Spiking Neural Networks (SNNs) offer an energy efficient alternative to conventional Artificial Neural Networks (ANNs) but typically still require a large number of parameters. This work introduces Linearized Bregman Iterations (LBI) as an optimizer for training SNNs, enforcing sparsity through iterative minimization of the Bregman distance and proximal soft thresholding updates. To improve convergence and generalization, we employ the AdaBreg optimizer, a momentum and bias corrected Bregman variant of Adam. Experiments on three established neuromorphic benchmarks, i.e. the Spiking Heidelberg Digits (SHD), the Spiking Speech Commands (SSC), and the Permuted Sequential MNIST (PSMNIST) datasets, show that LBI based optimization reduces the number of active parameters by about 50% while maintaining accuracy comparable to models trained with the Adam optimizer, demonstrating the potential of convex sparsity inducing methods for efficient neuromorphic learning.

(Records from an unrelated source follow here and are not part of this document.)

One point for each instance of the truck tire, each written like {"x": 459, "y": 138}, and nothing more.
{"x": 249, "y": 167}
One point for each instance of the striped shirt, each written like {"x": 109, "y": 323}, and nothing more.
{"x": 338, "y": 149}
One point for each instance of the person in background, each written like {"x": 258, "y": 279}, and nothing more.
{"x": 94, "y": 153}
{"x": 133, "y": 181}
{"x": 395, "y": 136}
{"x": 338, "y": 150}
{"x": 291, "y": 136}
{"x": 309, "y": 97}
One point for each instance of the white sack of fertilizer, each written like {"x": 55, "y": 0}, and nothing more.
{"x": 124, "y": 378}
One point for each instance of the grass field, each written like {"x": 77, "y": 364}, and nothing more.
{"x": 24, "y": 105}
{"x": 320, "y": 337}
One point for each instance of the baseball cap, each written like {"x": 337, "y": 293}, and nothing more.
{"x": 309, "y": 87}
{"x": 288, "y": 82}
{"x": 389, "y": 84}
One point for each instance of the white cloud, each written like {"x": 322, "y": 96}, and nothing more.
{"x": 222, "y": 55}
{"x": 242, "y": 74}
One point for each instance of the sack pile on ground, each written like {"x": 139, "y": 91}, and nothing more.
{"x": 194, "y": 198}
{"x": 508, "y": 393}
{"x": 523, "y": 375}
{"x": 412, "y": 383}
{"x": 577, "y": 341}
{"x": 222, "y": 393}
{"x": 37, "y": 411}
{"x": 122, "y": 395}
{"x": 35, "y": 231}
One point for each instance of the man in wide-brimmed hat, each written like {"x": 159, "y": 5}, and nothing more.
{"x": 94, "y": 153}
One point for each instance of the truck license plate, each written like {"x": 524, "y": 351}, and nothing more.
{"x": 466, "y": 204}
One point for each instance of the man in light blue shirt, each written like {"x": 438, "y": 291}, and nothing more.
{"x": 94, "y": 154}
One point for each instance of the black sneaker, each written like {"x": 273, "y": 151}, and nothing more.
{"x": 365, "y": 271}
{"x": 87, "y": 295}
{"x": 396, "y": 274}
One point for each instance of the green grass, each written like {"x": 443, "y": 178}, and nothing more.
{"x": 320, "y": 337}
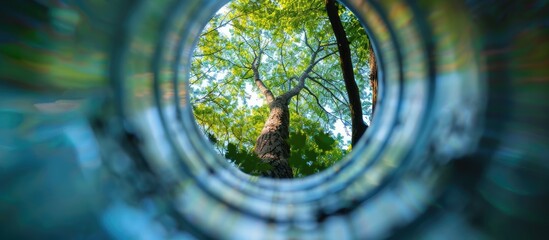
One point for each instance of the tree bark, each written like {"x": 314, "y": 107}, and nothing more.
{"x": 272, "y": 144}
{"x": 346, "y": 63}
{"x": 373, "y": 77}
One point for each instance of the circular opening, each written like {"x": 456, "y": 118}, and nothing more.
{"x": 283, "y": 89}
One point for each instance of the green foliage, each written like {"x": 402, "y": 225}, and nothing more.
{"x": 229, "y": 107}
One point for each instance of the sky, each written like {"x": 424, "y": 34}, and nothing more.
{"x": 255, "y": 100}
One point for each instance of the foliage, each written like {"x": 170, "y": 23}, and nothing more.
{"x": 228, "y": 106}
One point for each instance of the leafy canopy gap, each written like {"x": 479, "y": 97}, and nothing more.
{"x": 279, "y": 38}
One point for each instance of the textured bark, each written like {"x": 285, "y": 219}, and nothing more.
{"x": 373, "y": 77}
{"x": 346, "y": 63}
{"x": 272, "y": 144}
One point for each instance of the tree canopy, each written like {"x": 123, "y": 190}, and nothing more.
{"x": 282, "y": 40}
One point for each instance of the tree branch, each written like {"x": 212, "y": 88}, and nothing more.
{"x": 346, "y": 63}
{"x": 264, "y": 89}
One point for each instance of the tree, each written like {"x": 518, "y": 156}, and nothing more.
{"x": 284, "y": 49}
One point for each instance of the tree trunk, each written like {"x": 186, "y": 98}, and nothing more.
{"x": 346, "y": 63}
{"x": 272, "y": 144}
{"x": 373, "y": 77}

翻译:[translated abstract in Chinese]
脉冲神经网络作为一种节能的替代方案,仍通常需要大量参数。本研究引入线性化Bregman迭代作为训练SNNs的优化器,通过迭代最小化Bregman距离和近端软阈值更新来实现稀疏性。为提升收敛性和泛化能力,我们采用AdaBreg优化器——一种结合动量和偏置校正的Adam的Bregman变体。在三个标准神经形态基准数据集(即Spiking Heidelberg Digits、Spiking Speech Commands和Permuted Sequential MNIST)上的实验表明,基于LBI的优化可在保持与Adam优化器训练模型相当精度的同时,将活跃参数数量减少约50%,这证明了凸稀疏诱导方法在高效神经形态学习中的潜力。